Chapter 9 Correlation and partitioning of variation
The coefficient of determination, R2, compares the variation in the response variable to the variation in the fitted model value. It can be calculated as a ratio of variances:
Swim <- SwimRecords # from mosaicData
mod <- lm( time ~ year + sex, data = Swim)

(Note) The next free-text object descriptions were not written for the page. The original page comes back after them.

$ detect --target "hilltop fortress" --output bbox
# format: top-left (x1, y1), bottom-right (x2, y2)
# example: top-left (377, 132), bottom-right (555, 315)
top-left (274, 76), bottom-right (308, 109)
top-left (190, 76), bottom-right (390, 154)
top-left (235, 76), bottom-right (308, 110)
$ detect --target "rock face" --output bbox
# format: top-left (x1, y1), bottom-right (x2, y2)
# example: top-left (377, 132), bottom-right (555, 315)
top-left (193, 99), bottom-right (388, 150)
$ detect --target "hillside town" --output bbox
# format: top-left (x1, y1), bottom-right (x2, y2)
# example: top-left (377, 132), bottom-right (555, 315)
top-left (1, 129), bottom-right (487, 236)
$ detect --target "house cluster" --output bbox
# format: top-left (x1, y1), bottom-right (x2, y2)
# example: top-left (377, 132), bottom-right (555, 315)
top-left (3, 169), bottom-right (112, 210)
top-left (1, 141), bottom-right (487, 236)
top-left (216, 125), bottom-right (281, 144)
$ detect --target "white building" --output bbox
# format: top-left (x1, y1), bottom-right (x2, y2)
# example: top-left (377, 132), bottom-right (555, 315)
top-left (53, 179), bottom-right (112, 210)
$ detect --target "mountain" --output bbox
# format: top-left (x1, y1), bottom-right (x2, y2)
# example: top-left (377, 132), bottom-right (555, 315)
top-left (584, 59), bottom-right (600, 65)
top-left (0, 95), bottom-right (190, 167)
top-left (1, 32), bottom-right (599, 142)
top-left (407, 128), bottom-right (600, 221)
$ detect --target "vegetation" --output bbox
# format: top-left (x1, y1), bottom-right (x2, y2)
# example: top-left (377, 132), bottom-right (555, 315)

var(fitted(mod)) / var(Swim$time)
## [1] 0.8439936
The convenience function rsquared()
does the calculation for you:
rsquared(mod)
## [1] 0.8439936
The regression report is a standard way of summarizing models. Such a report is produced by most statistical software packages and used in many fields. The first part of the table contains the coefficients — labeled “Estimate” — along with other information that will be introduced starting in Chapter @ref(“chap:confidence”). The R2 statistic is a standard part of the report; look at the second line from the bottom.
summary(mod)
##
## Call:
## lm(formula = time ~ year + sex, data = Swim)
##
## Residuals:
## Min 1Q Median 3Q Max
## -4.7027 -2.7027 -0.5968 1.2796 19.0759
##
## Coefficients:
## Estimate Std. Error t value Pr(>|t|)
## (Intercept) 555.71678 33.79991 16.441 < 2e-16 ***
## year -0.25146 0.01732 -14.516 < 2e-16 ***
## sexM -9.79796 1.01287 -9.673 8.79e-14 ***
## ---
## Signif. codes: 0 '***' 0.001 '**' 0.01 '*' 0.05 '.' 0.1 ' ' 1
##
## Residual standard error: 3.983 on 59 degrees of freedom
## Multiple R-squared: 0.844, Adjusted R-squared: 0.8387
## F-statistic: 159.6 on 2 and 59 DF, p-value: < 2.2e-16
Occasionally, you may be interested in the correlation coefficient r between two quantities.
You can, of course, compute r by fitting a model, finding R2, and taking a square root.
mod2 <- lm( time ~ year, data = Swim)
coef(mod2)
## (Intercept) year
## 567.2420024 -0.2598771
sqrt(rsquared(mod2))
## [1] 0.7723752
The cor()
function computes this directly:
cor(Swim$time, Swim$year)
## [1] -0.7723752
Note that the negative sign on r indicates that record swim time
decreases as year
increases. This information about the direction of change is contained in the sign of the coefficient from the model. The magnitude of the coefficient tells how fast the time
is changing (with units of seconds per year). The correlation coefficient (like R2) is without units.
Keep in mind that the correlation coefficient r summarizes only the simple linear model A ~ B where B is quantitative. But the coefficient of determination, R2, summarizes any model; it is much more useful. If you want to see the direction of change, look at the sign of the correlation coefficient.